China pulled out of military dialogue with the US in August as part of its response to Pelosi’s provocative trip to Taiwan, yet Chinese Defense Ministry spokesman Tan Kefei just said on Sunday that Defense Minister Wei Fenghe is ready to hold talks with his American counterpart. The proposed meeting, which the spokesman disclosed is already being discussed by “the relevant agencies of the two sides”, would prospectively take place during the ASEAN Defense Ministers’ Meeting-Plus in Cambodia this week.
This development signals China’s interest in further exploring the parameters of a possible New Détente with the US, which former National Security Advisor and Secretary of State Henry Kissinger presciently predicted in early October. That globally renowned China expert’s foresight came several days after I asked whether “The Ukrainian Conflict Might Have Already Derailed China’s Superpower Trajectory”, in which case it would naturally follow that China would seriously countenance such a rapprochement.
I argued that the prior bi-multipolar intermediary phase of the global systemic transition to multipolarity could have remained in effect indefinitely whereby the American and (speculatively aspiring) Chinese superpowers would jointly manage world affairs, but India decisively intervened to offset this. It unexpectedly became Russia’s irreplaceable alternative valve from Western pressure and thus preemptively averted the scenario of its partner becoming disproportionately dependent on China.
Had Prime Minister Modi and his team capitulated to the unprecedented American pressure upon them to unilaterally concede on their objective national interests by abandoning Russia, then the latter would have become China’s “junior partner”, after which India would be pressured to become the US’. The New Cold War would thus likely have resulted in the formation of two rigid blocs across Eurasia respectively led by the American and Chinese superpowers, thus eroding all others’ strategic autonomy.

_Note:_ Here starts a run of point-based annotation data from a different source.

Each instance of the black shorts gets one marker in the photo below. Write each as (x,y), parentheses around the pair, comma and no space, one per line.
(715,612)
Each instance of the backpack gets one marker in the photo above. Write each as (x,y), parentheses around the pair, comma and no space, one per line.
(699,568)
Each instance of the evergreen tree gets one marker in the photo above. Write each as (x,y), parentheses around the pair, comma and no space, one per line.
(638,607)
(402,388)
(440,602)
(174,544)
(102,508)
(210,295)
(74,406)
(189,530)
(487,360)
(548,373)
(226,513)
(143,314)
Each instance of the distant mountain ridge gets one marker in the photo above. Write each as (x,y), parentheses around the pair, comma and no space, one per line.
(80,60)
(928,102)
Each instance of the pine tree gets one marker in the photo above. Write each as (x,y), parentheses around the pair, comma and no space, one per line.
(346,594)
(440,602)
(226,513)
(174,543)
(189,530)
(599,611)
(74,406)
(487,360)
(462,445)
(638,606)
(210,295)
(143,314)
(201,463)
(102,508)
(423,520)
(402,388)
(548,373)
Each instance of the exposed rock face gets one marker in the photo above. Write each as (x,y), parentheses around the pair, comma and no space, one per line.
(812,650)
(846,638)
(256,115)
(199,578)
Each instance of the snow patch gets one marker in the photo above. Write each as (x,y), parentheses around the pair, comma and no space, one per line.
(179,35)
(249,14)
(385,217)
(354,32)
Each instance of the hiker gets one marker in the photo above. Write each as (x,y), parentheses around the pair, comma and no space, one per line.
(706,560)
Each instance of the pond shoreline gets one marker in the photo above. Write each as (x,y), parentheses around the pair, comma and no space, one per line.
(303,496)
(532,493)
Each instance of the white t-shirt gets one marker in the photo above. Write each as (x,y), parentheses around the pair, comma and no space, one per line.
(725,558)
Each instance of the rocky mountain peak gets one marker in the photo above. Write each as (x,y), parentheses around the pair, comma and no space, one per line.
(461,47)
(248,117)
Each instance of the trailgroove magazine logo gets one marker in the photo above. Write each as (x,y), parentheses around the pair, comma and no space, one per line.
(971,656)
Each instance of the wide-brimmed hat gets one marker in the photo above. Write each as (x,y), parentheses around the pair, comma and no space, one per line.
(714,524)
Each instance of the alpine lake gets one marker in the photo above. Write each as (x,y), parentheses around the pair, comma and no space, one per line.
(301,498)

Instead, India’s policy of principled neutrality resulted in it carefully balancingbetween the US-led West’s Golden Billion and the jointly BRICS– & SCO-led Global South of which it’s now the voice, thus overcoming the prior bi-multipolar impasse in the global systemic transition. This moved International Relations in the direction of tripolarity, pioneered by the Russian-Indian Axis (which closely cooperates with their shared Iranian partner), prior to its final form of more complex multipolarity (“multiplexity”).